Is test-and-set (or other atomic RMW operation) a privileged instruction on any architecture?


Hardware provides atomic instructions like test-and-set, compare-and-swap, load-linked-store-conditional. Are these privileged instructions? That is, can only the OS execute them (and thus requiring a system call)?

I thought they are not privileged and can be called in user space. But http://faculty.salina.k-state.edu/tim/ossg/IPC_sync/ts.html seems to suggest otherwise. But then, futex(7), under certain conditions, can achieve locking without a system call, which means it must execute the instruction (like test-and-set) without privilege.
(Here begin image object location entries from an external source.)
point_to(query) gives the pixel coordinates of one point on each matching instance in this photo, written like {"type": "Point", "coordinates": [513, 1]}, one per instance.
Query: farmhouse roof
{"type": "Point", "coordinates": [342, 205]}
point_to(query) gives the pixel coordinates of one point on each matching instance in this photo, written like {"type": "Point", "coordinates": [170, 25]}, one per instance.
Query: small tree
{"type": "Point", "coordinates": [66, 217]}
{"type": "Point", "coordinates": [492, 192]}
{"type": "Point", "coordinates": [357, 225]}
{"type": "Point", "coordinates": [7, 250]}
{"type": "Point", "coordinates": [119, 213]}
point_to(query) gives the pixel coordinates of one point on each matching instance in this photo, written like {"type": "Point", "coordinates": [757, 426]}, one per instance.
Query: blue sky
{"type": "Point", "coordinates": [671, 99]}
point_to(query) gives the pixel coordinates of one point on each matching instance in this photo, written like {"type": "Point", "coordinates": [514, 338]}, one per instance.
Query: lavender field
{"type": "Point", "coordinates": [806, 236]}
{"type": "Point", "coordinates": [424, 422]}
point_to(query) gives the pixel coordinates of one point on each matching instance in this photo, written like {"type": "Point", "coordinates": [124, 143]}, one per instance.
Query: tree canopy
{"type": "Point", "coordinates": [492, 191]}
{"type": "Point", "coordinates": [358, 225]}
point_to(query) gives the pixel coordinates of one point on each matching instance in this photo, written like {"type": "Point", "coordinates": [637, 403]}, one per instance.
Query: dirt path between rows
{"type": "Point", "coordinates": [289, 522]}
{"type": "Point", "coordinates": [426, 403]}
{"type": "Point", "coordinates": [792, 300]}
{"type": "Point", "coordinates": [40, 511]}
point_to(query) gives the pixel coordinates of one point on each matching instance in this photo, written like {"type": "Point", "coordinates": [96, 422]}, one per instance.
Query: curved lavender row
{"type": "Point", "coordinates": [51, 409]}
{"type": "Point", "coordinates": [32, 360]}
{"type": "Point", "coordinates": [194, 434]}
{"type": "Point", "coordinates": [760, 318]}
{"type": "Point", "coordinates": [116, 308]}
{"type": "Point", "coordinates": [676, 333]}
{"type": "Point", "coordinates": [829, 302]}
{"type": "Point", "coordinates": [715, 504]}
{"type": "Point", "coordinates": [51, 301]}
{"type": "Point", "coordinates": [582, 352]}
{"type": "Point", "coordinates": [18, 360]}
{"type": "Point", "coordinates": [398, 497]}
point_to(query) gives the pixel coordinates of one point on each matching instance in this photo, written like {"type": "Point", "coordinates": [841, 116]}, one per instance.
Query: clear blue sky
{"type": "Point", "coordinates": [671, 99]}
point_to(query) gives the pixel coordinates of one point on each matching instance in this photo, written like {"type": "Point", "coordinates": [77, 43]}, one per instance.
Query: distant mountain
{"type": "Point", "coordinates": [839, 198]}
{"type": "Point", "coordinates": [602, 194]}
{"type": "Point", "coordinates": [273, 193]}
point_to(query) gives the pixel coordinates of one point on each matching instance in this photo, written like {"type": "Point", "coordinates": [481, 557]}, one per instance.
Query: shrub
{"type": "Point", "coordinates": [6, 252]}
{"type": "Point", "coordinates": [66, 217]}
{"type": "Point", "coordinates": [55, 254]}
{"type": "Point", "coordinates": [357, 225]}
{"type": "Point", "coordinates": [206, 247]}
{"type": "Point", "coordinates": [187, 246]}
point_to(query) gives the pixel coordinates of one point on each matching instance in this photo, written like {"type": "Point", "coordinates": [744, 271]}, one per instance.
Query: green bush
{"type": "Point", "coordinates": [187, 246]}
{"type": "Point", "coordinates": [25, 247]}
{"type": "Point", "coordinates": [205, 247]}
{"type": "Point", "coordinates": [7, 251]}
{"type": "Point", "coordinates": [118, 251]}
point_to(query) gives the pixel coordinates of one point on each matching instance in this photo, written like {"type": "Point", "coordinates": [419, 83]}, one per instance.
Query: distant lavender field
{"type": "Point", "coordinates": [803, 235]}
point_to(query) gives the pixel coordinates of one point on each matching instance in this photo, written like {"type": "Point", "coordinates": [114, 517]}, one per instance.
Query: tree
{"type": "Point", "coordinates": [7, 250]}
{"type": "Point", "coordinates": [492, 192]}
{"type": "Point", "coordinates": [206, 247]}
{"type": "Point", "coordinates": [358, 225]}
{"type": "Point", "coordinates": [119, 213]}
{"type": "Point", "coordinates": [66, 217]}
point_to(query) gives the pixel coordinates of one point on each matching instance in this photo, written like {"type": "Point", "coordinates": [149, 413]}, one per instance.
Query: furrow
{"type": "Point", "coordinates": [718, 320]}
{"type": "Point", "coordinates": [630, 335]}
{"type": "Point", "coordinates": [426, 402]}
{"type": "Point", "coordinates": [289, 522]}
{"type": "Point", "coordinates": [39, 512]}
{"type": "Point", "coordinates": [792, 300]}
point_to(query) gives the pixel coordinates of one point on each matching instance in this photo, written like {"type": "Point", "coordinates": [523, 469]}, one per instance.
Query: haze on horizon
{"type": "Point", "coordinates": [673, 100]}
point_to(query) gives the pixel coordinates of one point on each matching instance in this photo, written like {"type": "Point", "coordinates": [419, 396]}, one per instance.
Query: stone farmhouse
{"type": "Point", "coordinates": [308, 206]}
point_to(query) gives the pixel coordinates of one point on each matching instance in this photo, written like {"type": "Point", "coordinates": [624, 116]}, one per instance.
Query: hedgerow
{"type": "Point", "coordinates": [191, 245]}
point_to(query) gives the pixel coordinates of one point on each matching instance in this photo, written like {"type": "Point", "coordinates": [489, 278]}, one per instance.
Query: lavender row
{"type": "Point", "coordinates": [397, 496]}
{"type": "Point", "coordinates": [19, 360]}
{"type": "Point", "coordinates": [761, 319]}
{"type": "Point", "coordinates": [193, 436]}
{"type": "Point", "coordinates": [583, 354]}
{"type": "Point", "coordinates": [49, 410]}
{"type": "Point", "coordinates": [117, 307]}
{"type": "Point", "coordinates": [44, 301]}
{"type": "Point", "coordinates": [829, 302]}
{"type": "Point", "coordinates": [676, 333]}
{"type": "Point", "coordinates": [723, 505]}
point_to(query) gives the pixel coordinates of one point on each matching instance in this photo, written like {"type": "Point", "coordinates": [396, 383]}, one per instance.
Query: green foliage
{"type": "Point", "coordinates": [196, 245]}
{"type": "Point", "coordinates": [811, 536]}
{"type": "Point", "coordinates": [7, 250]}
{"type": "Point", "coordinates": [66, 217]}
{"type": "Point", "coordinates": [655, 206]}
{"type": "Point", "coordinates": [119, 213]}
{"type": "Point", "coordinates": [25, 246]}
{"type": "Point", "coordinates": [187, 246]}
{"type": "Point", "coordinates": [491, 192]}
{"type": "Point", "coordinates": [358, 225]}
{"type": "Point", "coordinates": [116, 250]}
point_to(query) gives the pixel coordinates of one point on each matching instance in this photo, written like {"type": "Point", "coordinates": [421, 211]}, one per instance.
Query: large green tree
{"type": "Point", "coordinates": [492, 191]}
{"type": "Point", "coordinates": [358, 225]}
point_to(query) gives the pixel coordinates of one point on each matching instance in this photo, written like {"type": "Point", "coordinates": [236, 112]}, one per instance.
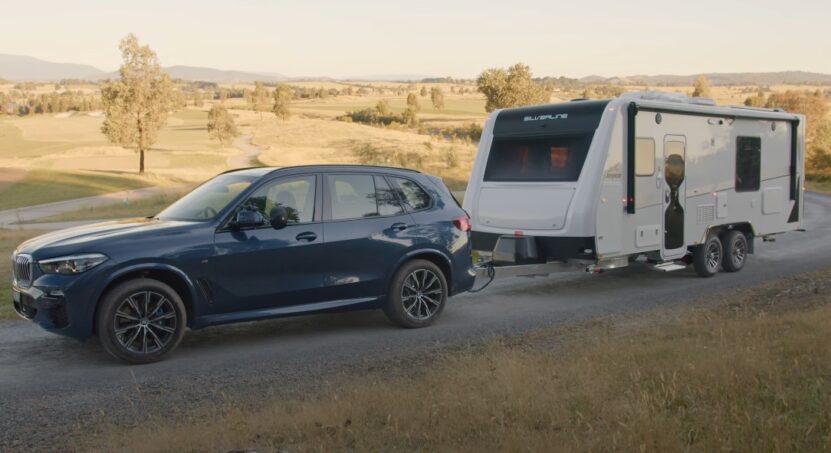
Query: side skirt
{"type": "Point", "coordinates": [279, 312]}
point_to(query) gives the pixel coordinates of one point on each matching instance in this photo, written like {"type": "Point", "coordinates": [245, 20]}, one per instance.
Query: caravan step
{"type": "Point", "coordinates": [669, 266]}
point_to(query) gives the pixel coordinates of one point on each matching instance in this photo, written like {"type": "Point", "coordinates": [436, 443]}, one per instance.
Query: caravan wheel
{"type": "Point", "coordinates": [735, 248]}
{"type": "Point", "coordinates": [707, 257]}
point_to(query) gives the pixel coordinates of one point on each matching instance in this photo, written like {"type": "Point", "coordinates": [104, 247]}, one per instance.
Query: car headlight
{"type": "Point", "coordinates": [73, 264]}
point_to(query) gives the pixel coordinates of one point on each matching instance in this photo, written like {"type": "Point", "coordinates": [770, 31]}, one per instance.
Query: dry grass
{"type": "Point", "coordinates": [752, 374]}
{"type": "Point", "coordinates": [822, 186]}
{"type": "Point", "coordinates": [300, 141]}
{"type": "Point", "coordinates": [44, 186]}
{"type": "Point", "coordinates": [142, 207]}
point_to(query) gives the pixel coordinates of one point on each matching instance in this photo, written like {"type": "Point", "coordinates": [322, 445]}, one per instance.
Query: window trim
{"type": "Point", "coordinates": [327, 198]}
{"type": "Point", "coordinates": [406, 205]}
{"type": "Point", "coordinates": [316, 215]}
{"type": "Point", "coordinates": [758, 185]}
{"type": "Point", "coordinates": [589, 134]}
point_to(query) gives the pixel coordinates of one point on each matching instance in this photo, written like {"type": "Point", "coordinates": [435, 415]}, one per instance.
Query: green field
{"type": "Point", "coordinates": [142, 207]}
{"type": "Point", "coordinates": [469, 106]}
{"type": "Point", "coordinates": [43, 186]}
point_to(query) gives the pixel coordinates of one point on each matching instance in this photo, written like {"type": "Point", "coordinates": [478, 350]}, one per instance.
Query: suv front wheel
{"type": "Point", "coordinates": [418, 294]}
{"type": "Point", "coordinates": [141, 321]}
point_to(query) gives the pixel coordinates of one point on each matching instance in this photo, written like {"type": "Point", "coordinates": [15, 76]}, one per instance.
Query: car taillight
{"type": "Point", "coordinates": [462, 223]}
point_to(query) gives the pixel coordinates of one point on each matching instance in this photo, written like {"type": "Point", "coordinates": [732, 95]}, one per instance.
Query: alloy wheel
{"type": "Point", "coordinates": [421, 294]}
{"type": "Point", "coordinates": [713, 256]}
{"type": "Point", "coordinates": [739, 252]}
{"type": "Point", "coordinates": [145, 322]}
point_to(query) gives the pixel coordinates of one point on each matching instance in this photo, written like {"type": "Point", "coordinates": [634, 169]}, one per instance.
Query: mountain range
{"type": "Point", "coordinates": [25, 68]}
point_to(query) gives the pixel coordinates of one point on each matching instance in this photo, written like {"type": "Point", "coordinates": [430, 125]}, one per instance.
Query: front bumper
{"type": "Point", "coordinates": [48, 311]}
{"type": "Point", "coordinates": [61, 304]}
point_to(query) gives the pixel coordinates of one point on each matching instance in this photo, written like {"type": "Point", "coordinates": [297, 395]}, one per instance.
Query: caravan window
{"type": "Point", "coordinates": [557, 158]}
{"type": "Point", "coordinates": [644, 156]}
{"type": "Point", "coordinates": [748, 163]}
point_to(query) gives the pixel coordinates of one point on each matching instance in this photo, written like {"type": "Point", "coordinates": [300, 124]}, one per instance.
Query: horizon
{"type": "Point", "coordinates": [367, 38]}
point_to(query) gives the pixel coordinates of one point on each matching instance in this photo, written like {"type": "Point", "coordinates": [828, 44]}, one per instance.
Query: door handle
{"type": "Point", "coordinates": [308, 236]}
Contradiction? If so, which is right?


Solution

  • That page is wrong. It seems to be claiming that lock-free atomic operations are privileged on ISAs in general, but that is not the case. I've never heard of one where atomic test-and-set or any other lock-free operation required kernel mode.

    If that was the case, it would require C++11 lock-free atomic read-modify-write operations to compile to system calls, but they don't on x86, ARM, AArch64, MIPS, PowerPC, or any other normal CPU. (try it on https://godbolt.org/).

    It would also make "light-weight" locking (which tries to take the lock without a system call) impossible. (http://preshing.com/20111124/always-use-a-lightweight-mutex/)

    Normal ISAs allow user-space to do atomic RMW operations, on memory shared between threads or even between separate processes. I'm not aware of a mechanism for disabling atomic RMW for user-space on x86. Even if there is such a thing on any ISA, it's not the normal mode of operation.

    Read-only or write-only accesses are usually naturally atomic on aligned locations on all ISAs, up to a certain width (Why is integer assignment on a naturally aligned variable atomic on x86?), but atomic RMW does need hardware support.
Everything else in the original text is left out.